I found out about LessWrong via this community session on the 35. Chaos Communication Congress. It was by far the best talks I had while on congress. And that says something because during congress I usually have lot and lots of good talks.
Personally I feel like there are rather-emotional and rather-rational people. Personally I’m far into the rather-rational territory and I look forward to meeting new people, learning about new ideas and generally advancing my decision making. I study computer science and I read one or another grand philosophical book so far… I’d personally consider myself “GIT/GP/GO” which is Geek Code V3 for “Geek of Information Technology / Geek of Philosophy / Geek of Other”.
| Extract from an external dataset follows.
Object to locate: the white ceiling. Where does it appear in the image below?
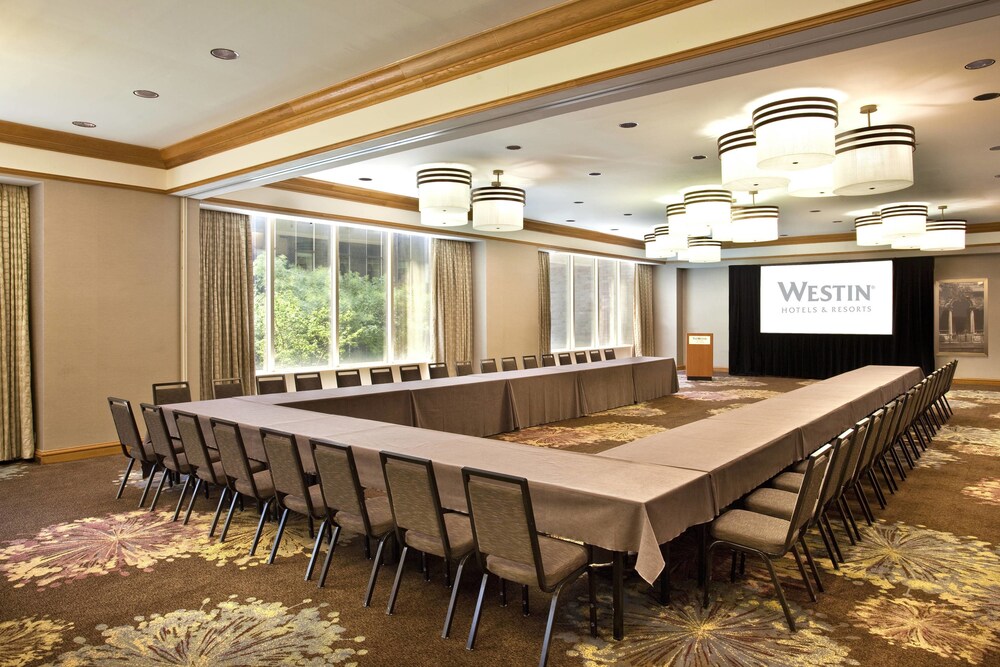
[311,17,1000,238]
[0,0,559,148]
Bio last updated 2019-10-10.
I have to admit that personally I don’t see a golden thread in the post. What was the core argument? As far as I understood it the pot reasons about “relative per-capita intellectual impressiveness of people who study only condensations and people who study original works”.
Which is… to be honest, just a mockup. Who cares about the “impressiveness” while studying? Why should one optimize “impressiveness” in ones study?
Personally I think that original works carry a lot of baggage. For example the language is older, the theories sometimes incredibly outdated, … etc. It’s fun to read about this “new discovered oil” and that “this black oil will never run out!” but tbh not all books age the same. Plato ages well but 500 year old books on eye surgery are probably completely useless by now.
So I’d argue that there’s value in the “modern, condensed” form. Some expert which tells me “this obscure line has the meaning of x. Don’t mistake it for an y”.